Los dos gitanos acompañaron a Sebastián hasta cerca de la salida del pueblo.

—Ahí tienes los guardias.

Sebastián avanzó un poco. Zafra preguntó:

—¿Te esperamos?

Sebastián volvió hacia ellos. Se estiró balanceante. Balbuceó:

—Decid que habéis conocido a Sebastián Vázquez, de Talavera. Decid que lo habéis conocido.

Apoyándose en la pared, llegó hasta la puerta de entrada de la Casa Cuartel. Golpeó violentamente con las manos.

—Abran. Abran.

Zafra y su compañero desaparecieron por una calle oscura. Sebastián golpeó de nuevo la puerta.

—Abran. Abran.

Se abrió una mirilla.

—¿Qué pasa?

—Abran. Abran.

—¿Qué le ocurre?

—Vengo a entregarme.

La puerta crujió. El guardia tenía la guerrera desabotonada, los ojos de sueño, el pelo revuelto. Por la cara de Sebastián lagrimeaba el agua de la fuente.

El sargento del puesto dio la orden.

—Tráiganlo.

El sargento pasaba la punta de su lapicero por la periferia de España. Tenía la costumbre de repintar el perfil de España en el mapa de su carpeta de hule.

Tosió.

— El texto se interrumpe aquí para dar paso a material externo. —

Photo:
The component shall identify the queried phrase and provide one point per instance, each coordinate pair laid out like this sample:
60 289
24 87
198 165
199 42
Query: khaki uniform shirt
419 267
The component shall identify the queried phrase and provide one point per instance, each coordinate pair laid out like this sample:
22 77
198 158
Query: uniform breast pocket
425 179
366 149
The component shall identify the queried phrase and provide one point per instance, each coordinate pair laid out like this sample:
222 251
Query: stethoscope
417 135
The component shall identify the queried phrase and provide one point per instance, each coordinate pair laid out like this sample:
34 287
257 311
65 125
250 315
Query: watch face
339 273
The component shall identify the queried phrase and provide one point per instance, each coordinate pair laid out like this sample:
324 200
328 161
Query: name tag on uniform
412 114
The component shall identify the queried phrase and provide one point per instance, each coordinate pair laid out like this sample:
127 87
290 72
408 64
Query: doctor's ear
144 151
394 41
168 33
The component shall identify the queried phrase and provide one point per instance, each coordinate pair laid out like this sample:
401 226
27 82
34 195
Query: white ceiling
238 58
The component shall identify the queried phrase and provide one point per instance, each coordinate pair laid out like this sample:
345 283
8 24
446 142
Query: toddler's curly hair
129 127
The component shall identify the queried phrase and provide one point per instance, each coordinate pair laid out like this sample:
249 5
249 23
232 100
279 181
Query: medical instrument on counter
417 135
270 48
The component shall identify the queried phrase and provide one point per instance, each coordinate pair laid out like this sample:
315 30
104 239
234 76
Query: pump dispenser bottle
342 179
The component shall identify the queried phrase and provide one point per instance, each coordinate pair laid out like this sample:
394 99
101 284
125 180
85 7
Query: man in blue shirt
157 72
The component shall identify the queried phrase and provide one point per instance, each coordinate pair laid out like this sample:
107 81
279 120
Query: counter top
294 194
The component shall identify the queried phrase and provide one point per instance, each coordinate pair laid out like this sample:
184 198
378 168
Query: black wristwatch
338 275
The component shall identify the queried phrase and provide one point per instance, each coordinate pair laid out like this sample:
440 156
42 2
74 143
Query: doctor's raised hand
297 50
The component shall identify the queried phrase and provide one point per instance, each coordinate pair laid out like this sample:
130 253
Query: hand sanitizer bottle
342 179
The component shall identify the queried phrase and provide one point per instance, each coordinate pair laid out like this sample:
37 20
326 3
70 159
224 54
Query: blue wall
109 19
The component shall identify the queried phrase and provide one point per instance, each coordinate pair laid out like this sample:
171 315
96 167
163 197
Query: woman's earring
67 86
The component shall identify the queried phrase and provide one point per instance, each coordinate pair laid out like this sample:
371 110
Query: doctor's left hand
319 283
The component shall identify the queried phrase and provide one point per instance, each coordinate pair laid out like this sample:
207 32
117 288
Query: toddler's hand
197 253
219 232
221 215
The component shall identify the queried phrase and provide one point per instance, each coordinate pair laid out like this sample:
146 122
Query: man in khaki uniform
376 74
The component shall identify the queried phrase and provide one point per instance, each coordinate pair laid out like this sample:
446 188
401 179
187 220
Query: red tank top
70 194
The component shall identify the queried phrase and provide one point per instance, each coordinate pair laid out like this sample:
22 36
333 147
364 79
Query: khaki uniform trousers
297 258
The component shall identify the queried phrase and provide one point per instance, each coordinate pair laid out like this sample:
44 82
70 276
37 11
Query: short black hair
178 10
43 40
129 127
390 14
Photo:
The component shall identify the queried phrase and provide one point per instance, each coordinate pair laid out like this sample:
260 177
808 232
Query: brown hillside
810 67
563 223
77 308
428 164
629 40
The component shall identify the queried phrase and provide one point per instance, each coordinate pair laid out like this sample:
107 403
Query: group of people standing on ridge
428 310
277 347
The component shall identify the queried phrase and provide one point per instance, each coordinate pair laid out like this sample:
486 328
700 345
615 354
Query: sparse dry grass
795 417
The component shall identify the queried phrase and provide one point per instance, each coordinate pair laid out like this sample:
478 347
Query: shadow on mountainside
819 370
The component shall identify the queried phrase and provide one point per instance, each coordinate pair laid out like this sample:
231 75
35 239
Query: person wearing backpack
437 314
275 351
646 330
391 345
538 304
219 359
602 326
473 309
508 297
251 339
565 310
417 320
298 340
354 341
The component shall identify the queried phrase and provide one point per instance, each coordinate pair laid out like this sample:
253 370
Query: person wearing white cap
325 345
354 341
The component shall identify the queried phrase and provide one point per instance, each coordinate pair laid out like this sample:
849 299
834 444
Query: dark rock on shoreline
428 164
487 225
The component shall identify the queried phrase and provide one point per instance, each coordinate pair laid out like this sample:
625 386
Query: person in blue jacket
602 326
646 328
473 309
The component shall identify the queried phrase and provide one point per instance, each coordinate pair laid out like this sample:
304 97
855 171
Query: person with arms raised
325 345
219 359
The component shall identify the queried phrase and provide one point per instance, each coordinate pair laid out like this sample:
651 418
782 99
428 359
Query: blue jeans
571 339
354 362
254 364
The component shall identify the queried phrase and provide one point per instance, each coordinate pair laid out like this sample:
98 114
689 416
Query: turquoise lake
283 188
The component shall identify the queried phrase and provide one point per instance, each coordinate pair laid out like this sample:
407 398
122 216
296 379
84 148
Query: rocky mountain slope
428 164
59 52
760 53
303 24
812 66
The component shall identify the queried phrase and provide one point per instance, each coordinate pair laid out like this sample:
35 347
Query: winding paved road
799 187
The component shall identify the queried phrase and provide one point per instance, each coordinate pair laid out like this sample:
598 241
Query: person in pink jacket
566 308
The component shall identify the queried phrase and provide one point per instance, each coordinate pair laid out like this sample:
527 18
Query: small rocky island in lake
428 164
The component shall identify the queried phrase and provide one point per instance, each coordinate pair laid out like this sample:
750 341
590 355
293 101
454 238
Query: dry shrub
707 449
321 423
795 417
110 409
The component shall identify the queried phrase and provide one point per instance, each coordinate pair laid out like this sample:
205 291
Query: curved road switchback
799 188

Estaba nervioso. Llamó a un guardia.

—¿Por qué no lo traen de una vez? Que se den prisa.

Volvió a pasar la punta de su lapicero por la periferia de España.

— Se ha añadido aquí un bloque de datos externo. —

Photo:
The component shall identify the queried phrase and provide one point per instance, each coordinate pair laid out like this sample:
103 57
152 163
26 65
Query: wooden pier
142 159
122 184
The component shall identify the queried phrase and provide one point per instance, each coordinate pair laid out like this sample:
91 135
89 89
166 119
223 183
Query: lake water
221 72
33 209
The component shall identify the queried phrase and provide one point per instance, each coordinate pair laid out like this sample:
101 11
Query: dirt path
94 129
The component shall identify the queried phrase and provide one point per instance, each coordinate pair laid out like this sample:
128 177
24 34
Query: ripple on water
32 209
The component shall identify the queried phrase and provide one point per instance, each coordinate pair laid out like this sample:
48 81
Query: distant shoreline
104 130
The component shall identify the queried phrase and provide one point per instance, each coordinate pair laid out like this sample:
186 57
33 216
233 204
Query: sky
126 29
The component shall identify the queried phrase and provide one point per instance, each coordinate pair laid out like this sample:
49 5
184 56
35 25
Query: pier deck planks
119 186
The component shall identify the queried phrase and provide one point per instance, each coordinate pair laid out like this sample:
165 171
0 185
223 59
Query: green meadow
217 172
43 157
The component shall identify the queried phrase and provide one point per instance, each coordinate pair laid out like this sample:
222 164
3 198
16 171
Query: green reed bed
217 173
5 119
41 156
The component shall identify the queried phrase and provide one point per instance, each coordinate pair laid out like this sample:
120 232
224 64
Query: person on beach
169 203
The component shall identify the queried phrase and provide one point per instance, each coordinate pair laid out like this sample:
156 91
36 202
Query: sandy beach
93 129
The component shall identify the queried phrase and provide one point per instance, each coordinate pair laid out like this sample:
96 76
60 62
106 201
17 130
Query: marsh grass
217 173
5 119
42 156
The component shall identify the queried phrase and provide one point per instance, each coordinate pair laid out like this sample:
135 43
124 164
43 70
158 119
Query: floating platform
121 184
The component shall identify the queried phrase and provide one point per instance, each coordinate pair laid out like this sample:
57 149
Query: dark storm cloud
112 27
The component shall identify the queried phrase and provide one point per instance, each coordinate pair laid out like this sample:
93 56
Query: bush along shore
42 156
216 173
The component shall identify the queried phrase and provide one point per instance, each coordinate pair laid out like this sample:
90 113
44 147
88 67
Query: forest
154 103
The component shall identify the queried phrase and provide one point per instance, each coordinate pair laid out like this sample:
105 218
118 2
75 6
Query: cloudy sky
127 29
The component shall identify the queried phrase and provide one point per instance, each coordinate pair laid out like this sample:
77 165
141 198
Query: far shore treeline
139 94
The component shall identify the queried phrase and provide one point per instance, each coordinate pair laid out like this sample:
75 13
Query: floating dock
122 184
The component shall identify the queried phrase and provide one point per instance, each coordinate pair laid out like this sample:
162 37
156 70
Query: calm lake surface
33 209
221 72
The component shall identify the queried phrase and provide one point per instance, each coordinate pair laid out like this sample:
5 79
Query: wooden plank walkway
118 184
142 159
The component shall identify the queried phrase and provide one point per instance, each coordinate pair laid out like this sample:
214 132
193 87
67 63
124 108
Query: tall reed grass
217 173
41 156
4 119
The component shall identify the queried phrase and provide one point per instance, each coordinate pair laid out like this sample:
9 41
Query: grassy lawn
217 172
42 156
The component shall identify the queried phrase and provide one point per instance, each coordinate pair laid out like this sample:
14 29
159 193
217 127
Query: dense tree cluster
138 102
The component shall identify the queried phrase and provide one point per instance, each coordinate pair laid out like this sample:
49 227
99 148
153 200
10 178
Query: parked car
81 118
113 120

Sebastián estaba tumbado sobre una colchoneta cuando llegaron a buscarlo.

—¡Arriba!

Sebastián se levantó trabajosamente.

—¡Anda delante!

Sebastián sentía que no podía gobernar su cuerpo.

—Por aquí.

Sebastián tenía la boca amarga y el estómago ardiendo.

—Sube.

Sebastián subió con esfuerzo la escalera. Le deslumbró la luz, venía de la penumbra y del sueño. Uno de los guardias dijo:

—¿Da usted su permiso?

Sebastián estaba delante del sargento. El sargento ordenó a un guardia:

—Siéntese usted ahí y vaya tomándole la filiación.

El sargento se levantó. El guardia preguntaba:

—¿Nombre?

—Sebastián Vázquez.

—¿Edad?

—Veintinueve años.

—Lugar de nacimiento.

—Talavera.

—Fecha.

Sebastián respondió mecánicamente a las preguntas de ordenanza. El guardia lo miró de arriba abajo. Fue rellenando las casillas. Pelo negro. Ojos al pelo. Estatura regular…

De la calle, por la ventana, ascendía un rumor de domingo.